Am 23. Oktober 2010 wurde aus einem fahrenden PKW ein Schuss auf ein Döner-Restaurant in einem hessischen Ort abgegeben. Im Zuge der darauf eingeleiteten Fahndungsmaßnahmen entdeckte eine Polizeistreife auf einem Tankstellengelände das mutmaßliche Tatfahrzeug. Der Kläger befand sich zusammen mit einem Mitarbeiter im Verkaufsraum der Tankstelle. Weil auch die grobe Personenbeschreibung der Täter auf den Kläger und seinen Begleiter passte, gingen die Polizeibeamten davon aus, dass es sich bei ihnen um die Tatverdächtigen handele. Nachdem eine weitere Streifenwagenbesatzung zur Verstärkung eingetroffen war, liefen die Polizeibeamten in den Tankstellenverkaufsraum. Da sie vermuteten, der Kläger und dessen Mitarbeiter führten eine Schusswaffe mit sich, forderten sie zur Eigensicherung beide auf, die Hände hoch zu nehmen, brachten sie zu Boden und legten ihnen Handschellen an. Dabei erlitt der Kläger eine Schulterverletzung. Es stellte sich alsbald heraus, dass er und sein Mitarbeiter mit der Schussabgabe nichts zu tun hatten. Darauf wurden ihnen die Handfesseln abgenommen. Der Kläger verlangt Ersatz des aufgrund der Verletzung erlittenen Vermögensschadens und ein Schmerzensgeld.
Prozessverlauf:
Die Vorinstanzen haben angenommen, die Polizeibeamten hätten angesichts der Sachlage, die sich ihnen dargeboten habe, zwar rechtmäßig unmittelbaren Zwang zur Durchsetzung einer Identitätsfeststellung gemäß § 163b Abs. 1 StPO* angewendet. Jedoch habe der Kläger einen Entschädigungsanspruch aus Aufopferung. Auf der Grundlage der bisherigen Rechtsprechung des Bundesgerichtshofs haben das Land- und das Oberlandesgericht allerdings nur einen Ausgleich für den erlittenen materiellen Schaden zuerkannt. Die Schmerzensforderung haben sie für unbegründet gehalten.

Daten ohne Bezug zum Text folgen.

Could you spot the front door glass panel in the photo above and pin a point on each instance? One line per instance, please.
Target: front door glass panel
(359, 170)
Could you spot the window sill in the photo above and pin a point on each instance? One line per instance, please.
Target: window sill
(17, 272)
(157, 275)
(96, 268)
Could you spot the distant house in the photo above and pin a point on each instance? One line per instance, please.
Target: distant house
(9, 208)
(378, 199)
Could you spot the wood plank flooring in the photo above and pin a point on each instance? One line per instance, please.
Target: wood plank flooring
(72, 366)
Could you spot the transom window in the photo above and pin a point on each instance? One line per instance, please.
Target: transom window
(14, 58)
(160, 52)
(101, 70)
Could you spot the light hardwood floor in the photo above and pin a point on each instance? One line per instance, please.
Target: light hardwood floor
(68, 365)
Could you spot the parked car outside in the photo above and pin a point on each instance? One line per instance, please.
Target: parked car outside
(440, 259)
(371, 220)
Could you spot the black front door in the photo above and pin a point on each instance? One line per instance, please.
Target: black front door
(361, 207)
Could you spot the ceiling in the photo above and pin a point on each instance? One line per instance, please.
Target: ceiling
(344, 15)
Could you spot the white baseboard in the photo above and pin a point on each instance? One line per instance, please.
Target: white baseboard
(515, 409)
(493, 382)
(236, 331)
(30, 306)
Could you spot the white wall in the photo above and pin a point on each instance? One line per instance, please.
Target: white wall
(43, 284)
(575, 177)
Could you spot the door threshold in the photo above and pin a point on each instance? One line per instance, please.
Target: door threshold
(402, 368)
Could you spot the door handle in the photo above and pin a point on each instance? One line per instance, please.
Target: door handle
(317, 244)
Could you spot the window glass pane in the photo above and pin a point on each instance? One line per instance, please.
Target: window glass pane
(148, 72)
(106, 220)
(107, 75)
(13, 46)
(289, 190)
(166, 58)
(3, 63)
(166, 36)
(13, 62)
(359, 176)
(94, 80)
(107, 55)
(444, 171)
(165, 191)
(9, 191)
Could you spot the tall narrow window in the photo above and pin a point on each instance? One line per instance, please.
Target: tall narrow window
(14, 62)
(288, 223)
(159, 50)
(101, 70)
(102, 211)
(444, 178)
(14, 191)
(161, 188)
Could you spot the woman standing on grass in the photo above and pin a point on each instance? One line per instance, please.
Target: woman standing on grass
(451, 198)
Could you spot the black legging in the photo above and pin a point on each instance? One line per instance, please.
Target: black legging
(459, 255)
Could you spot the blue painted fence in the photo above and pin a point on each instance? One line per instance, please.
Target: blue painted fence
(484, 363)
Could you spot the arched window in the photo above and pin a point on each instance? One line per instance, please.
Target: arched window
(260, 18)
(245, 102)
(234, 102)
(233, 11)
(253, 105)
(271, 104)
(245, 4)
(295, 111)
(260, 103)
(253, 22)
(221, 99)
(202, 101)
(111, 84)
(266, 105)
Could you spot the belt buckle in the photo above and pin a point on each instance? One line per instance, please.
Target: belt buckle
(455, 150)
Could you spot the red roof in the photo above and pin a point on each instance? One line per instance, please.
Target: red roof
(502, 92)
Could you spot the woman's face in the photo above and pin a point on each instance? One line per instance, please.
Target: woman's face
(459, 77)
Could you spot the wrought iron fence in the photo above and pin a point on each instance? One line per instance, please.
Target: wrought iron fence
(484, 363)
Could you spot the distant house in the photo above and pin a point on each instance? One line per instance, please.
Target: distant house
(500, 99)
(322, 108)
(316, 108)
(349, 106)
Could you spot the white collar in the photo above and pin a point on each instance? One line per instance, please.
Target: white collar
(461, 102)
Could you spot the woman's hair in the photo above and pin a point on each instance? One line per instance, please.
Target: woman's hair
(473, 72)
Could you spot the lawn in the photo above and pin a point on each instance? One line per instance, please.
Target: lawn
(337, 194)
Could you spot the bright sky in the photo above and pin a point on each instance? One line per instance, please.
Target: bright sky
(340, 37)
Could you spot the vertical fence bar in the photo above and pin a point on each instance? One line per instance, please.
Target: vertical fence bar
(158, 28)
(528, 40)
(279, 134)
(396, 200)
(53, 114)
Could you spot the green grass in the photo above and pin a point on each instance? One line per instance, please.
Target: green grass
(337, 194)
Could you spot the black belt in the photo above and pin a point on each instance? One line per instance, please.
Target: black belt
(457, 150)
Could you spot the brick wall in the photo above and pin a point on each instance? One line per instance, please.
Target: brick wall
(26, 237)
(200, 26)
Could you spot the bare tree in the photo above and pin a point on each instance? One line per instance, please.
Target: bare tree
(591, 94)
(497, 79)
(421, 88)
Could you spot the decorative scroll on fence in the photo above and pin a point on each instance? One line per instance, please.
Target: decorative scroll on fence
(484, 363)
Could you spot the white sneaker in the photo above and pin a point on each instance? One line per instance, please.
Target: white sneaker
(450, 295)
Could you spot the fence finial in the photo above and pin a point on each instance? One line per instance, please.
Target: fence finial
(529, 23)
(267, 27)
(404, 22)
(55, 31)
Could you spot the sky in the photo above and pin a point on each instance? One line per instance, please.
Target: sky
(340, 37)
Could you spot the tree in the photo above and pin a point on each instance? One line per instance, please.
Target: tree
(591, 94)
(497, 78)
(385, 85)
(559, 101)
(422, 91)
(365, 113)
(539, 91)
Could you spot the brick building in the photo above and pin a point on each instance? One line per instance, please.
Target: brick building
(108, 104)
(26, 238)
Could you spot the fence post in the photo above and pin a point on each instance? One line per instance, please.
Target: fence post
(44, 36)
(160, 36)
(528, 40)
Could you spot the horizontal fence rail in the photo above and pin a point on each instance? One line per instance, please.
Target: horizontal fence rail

Die Entscheidung des Bundesgerichtshofs:
Der III. Zivilsenat hat unter Aufgabe seiner früheren Rechtsprechung darauf erkannt, dass der Entschädigungsanspruch aus Aufopferung auch den Ausgleich immaterieller Schäden, mithin auch ein Schmerzensgeld, umfasst.
Der Senat hat in seiner früheren "Grundentscheidung" vom 13. Februar 1956 (III ZR 175/54, BGHZ 20, 61, 68 ff) ausgeführt, aus der Gesamtbetrachtung der Rechtsordnung ergebe sich, dass Ersatz für immaterielle Schäden grundsätzlich nicht geschuldet werde. Nur in jeweils ausnahmsweise ausdrücklich gesetzlich normierten Fällen gebe es einen Ersatzanspruch auch für Nichtvermögensschäden. Eine entsprechende Bestimmung fehle für den allgemeinen Aufopferungsanspruch, der sich gewohnheitsrechtlich aus §§ 74**, 75*** der Einleitung des Allgemeinen Landrechts für die Preußischen Staaten vom 1. Juni 1794 entwickelt habe.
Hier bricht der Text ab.